Not going to lie, this is the kind of philosophy stuff that I get tired of fast.
 
@BalarkaSen rlv.zcache.com/… for you
@Zee Bruce Zee.
 
4:54 AM
Words are nothing. Morphemes are where it's at.
 
yes @Zee
 
@Zee I know I've seen that before but I forget who said it.
 
@Semiclassical This is nothing man, open up Finnegans Wake
 
(Well, morphine is where it's at.
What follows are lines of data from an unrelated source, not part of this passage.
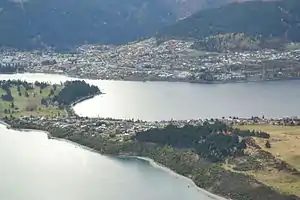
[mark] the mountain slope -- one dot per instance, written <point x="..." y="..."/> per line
<point x="255" y="19"/>
<point x="69" y="22"/>
<point x="33" y="23"/>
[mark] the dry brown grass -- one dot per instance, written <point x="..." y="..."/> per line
<point x="285" y="142"/>
<point x="285" y="145"/>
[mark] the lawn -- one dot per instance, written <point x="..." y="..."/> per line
<point x="29" y="105"/>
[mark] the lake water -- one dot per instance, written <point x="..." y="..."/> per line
<point x="36" y="168"/>
<point x="164" y="101"/>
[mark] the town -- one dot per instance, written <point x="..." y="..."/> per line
<point x="146" y="60"/>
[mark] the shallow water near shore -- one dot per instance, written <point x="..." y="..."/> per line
<point x="34" y="168"/>
<point x="156" y="101"/>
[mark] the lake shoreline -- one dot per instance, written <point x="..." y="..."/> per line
<point x="144" y="79"/>
<point x="151" y="162"/>
<point x="165" y="159"/>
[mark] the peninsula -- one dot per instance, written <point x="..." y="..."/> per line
<point x="20" y="98"/>
<point x="221" y="156"/>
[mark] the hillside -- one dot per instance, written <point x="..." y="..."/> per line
<point x="255" y="19"/>
<point x="39" y="23"/>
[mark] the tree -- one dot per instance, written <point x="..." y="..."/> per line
<point x="268" y="144"/>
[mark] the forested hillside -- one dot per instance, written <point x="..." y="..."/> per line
<point x="40" y="23"/>
<point x="256" y="19"/>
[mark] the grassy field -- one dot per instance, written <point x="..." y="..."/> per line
<point x="31" y="105"/>
<point x="285" y="142"/>
<point x="285" y="145"/>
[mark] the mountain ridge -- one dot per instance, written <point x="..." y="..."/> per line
<point x="253" y="18"/>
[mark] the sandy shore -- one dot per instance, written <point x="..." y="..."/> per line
<point x="149" y="160"/>
<point x="164" y="168"/>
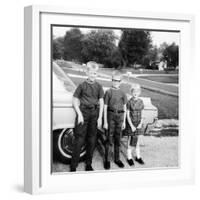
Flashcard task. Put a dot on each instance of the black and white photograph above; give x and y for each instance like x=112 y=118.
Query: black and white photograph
x=115 y=99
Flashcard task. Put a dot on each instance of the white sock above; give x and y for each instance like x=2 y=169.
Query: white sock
x=129 y=153
x=137 y=151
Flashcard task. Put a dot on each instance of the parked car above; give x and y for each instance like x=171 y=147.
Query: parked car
x=63 y=115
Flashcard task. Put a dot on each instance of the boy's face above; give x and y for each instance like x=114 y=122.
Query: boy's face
x=116 y=81
x=136 y=92
x=92 y=74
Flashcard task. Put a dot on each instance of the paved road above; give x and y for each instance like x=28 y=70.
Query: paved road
x=155 y=86
x=146 y=84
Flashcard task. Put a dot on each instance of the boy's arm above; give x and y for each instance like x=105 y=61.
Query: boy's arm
x=76 y=103
x=99 y=121
x=129 y=120
x=105 y=125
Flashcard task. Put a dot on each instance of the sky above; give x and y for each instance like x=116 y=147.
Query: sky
x=158 y=37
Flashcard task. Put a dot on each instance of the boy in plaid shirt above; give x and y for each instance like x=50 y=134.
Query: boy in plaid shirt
x=114 y=119
x=134 y=126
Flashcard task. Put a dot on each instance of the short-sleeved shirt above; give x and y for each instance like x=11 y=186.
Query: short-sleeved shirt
x=89 y=93
x=135 y=106
x=115 y=99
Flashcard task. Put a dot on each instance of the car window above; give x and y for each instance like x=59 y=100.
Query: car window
x=65 y=81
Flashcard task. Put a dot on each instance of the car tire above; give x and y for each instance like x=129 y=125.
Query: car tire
x=63 y=140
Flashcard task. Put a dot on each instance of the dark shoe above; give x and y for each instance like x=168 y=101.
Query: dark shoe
x=119 y=163
x=139 y=160
x=130 y=162
x=107 y=165
x=72 y=169
x=89 y=168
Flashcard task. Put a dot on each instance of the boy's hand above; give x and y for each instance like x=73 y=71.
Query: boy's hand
x=99 y=123
x=139 y=126
x=133 y=128
x=105 y=126
x=123 y=125
x=80 y=119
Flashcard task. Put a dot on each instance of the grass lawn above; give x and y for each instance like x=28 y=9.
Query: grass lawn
x=156 y=152
x=162 y=79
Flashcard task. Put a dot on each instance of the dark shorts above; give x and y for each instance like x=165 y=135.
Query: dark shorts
x=134 y=140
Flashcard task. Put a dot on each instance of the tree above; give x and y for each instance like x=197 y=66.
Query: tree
x=151 y=56
x=58 y=48
x=73 y=45
x=98 y=45
x=171 y=53
x=134 y=45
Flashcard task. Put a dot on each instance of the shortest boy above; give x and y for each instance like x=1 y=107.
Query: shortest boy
x=114 y=119
x=133 y=128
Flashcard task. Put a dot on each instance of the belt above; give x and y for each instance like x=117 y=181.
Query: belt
x=115 y=111
x=92 y=107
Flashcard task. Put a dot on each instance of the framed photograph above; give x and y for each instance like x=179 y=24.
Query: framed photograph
x=106 y=99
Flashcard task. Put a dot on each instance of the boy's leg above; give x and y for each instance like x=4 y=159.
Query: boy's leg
x=80 y=132
x=137 y=151
x=129 y=152
x=91 y=136
x=117 y=139
x=109 y=137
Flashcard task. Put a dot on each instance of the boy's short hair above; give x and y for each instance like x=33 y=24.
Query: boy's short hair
x=92 y=65
x=117 y=73
x=135 y=86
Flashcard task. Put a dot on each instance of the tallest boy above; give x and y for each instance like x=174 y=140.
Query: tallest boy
x=88 y=104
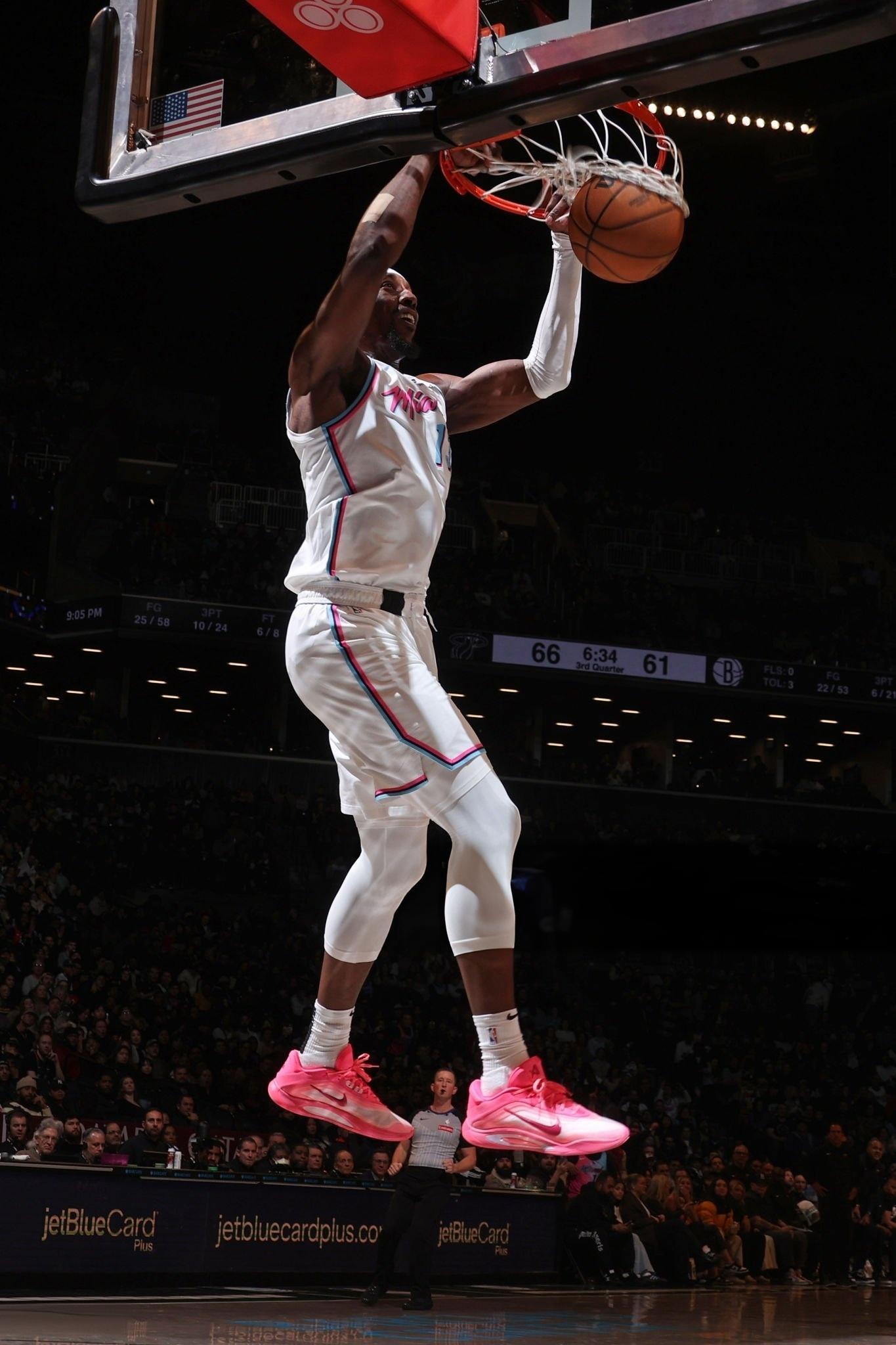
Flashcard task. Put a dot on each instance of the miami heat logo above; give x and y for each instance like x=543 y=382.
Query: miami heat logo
x=410 y=401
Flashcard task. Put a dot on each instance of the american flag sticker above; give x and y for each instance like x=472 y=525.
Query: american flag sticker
x=187 y=110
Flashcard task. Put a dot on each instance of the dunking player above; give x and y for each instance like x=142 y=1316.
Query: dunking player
x=375 y=459
x=422 y=1168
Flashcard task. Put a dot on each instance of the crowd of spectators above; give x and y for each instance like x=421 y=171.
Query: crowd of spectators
x=501 y=586
x=129 y=1019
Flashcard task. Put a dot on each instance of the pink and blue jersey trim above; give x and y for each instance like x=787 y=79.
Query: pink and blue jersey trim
x=394 y=722
x=331 y=433
x=394 y=791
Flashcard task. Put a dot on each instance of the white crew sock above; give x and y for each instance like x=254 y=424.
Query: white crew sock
x=327 y=1036
x=501 y=1046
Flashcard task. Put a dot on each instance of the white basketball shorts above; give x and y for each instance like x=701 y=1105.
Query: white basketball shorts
x=402 y=747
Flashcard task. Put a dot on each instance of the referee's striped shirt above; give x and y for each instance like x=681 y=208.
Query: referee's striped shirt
x=437 y=1136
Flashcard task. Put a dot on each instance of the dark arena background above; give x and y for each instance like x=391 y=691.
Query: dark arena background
x=667 y=602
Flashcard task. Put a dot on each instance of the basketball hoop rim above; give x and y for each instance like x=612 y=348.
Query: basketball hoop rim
x=464 y=185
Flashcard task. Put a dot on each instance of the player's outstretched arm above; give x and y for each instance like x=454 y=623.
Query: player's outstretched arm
x=330 y=343
x=494 y=391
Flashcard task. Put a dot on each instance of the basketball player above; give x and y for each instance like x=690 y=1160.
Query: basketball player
x=422 y=1168
x=375 y=458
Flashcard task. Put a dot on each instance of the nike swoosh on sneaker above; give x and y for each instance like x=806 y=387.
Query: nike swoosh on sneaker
x=547 y=1129
x=337 y=1098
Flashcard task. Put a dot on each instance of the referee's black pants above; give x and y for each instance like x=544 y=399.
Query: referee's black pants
x=419 y=1197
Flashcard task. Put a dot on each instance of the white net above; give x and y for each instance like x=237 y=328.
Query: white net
x=526 y=162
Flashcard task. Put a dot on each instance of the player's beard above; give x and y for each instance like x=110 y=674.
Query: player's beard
x=400 y=347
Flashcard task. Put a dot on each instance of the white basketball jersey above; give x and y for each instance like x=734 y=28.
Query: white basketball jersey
x=377 y=479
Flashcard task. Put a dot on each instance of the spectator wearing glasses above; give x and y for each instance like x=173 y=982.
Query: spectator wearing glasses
x=16 y=1138
x=95 y=1143
x=42 y=1146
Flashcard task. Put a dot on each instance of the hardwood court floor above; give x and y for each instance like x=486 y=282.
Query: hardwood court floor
x=477 y=1317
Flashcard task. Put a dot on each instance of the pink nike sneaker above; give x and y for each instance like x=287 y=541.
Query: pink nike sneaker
x=532 y=1113
x=340 y=1095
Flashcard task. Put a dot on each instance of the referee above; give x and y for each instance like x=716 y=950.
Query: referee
x=422 y=1189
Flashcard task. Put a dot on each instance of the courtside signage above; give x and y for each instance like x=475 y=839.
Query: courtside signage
x=609 y=661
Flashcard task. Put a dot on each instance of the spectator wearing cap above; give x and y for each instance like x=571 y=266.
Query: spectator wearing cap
x=30 y=1101
x=381 y=1158
x=93 y=1146
x=739 y=1165
x=70 y=1141
x=790 y=1245
x=42 y=1146
x=7 y=1083
x=148 y=1141
x=299 y=1158
x=114 y=1137
x=246 y=1158
x=343 y=1164
x=128 y=1109
x=501 y=1178
x=58 y=1098
x=16 y=1134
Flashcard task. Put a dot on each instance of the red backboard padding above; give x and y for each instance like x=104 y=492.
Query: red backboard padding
x=381 y=46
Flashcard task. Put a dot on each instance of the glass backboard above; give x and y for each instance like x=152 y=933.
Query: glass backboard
x=194 y=101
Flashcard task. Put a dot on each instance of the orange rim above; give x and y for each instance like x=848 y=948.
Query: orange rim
x=465 y=186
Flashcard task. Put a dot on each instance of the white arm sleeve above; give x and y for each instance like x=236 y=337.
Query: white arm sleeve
x=548 y=366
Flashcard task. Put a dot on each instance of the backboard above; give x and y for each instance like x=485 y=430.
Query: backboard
x=191 y=102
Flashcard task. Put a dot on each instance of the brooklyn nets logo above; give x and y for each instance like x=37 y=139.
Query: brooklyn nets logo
x=331 y=14
x=467 y=645
x=727 y=671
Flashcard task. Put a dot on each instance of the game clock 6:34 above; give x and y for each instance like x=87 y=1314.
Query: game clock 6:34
x=601 y=659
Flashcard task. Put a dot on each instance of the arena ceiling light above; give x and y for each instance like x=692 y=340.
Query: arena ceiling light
x=807 y=127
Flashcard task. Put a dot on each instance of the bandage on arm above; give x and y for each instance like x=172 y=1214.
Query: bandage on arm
x=548 y=366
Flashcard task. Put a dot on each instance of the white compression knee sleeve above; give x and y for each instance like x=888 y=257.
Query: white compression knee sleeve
x=484 y=826
x=393 y=860
x=548 y=366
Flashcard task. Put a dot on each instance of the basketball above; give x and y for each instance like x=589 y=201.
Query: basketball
x=622 y=232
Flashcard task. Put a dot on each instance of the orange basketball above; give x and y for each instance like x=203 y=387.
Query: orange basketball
x=624 y=233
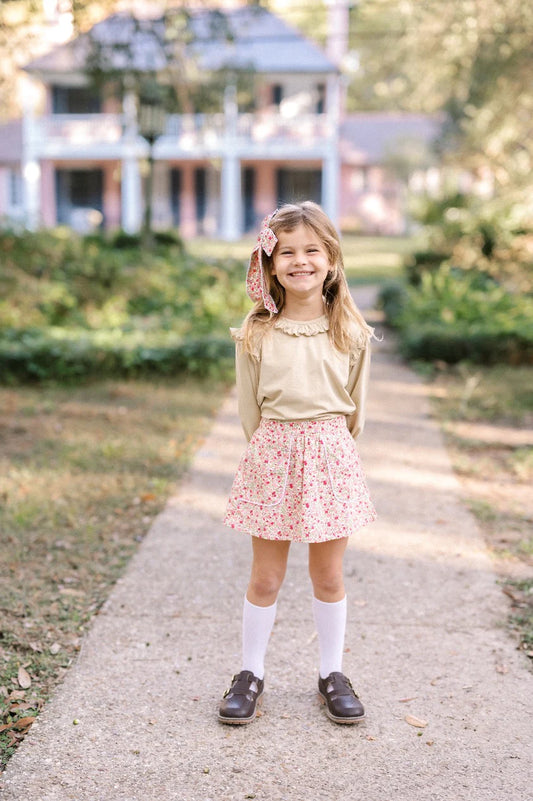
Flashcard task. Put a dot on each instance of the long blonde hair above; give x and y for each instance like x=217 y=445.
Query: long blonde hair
x=347 y=326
But that's another matter.)
 
can you point anywhere though?
 
4:55 AM
@Semiclassical Like a finger pointing at the moon
Do not focus on the finger
or you will miss all of it's heavenly glory.
 
Don't focus on the moon, it's a distraction
 
Zee
@Semiclassical the early Wittgenstein
 
DECOY MOON
 
I wondered if it was him, but wasn't sure.
 
Zee
@Araske yes, as far as the speaker and listener are concerned
 
4:57 AM
@AkivaWeinberger Moons, I hate the word, just as I hate all Montegues.
 
"The fall (bababadalgharaghtakamminarronnkonnbronntonnerronntuonnthunntrovarrhounawnskawnt‌​oohoohoordenenthurnuk) of a once wallstrait oldparr is retaled early in bed and later on life down through all christian minstrelsy"
 
like a sequence of rationals points at a real; that there is one to point at an arbitrary real is a distinct fact
okay
 
There's a Montague Street near my house.
 
There's also another wrinkle to all of this: Language isn't static.
 
Nobody can deny that words are a powerful tool.
 
4:58 AM
Also a Love Lane.
 
@Zee i find it probable that all things in the world can be pointed to
 
@Dodsy Meh
 
@Araske point to your pointing finger.
 
Also things that exist solely as definition, like truth or justice
 
Zee
@Araske oh ya? Can you point to tomorrow?
 
4:58 AM
Hey math people
 
@Zee on a calender.
 
Give me a calendar! :P
 
what about structure of experience though
 
I tend to agree with the point, though.
 
Zee
@Dodsy that's just replacing the sign of "tomorrow " with a different looking symbol
 
4:59 AM
@Araske are you trying to claim existence of a idea or conception which cannot be broken down to words in any way in any language whatsoever
or what
 
re: 'tomorrow' see kant
 
Something interesting (to me): there's this notion of "common ground", which is the set of things I know, and you know, and I know you know, and you know I know, etc.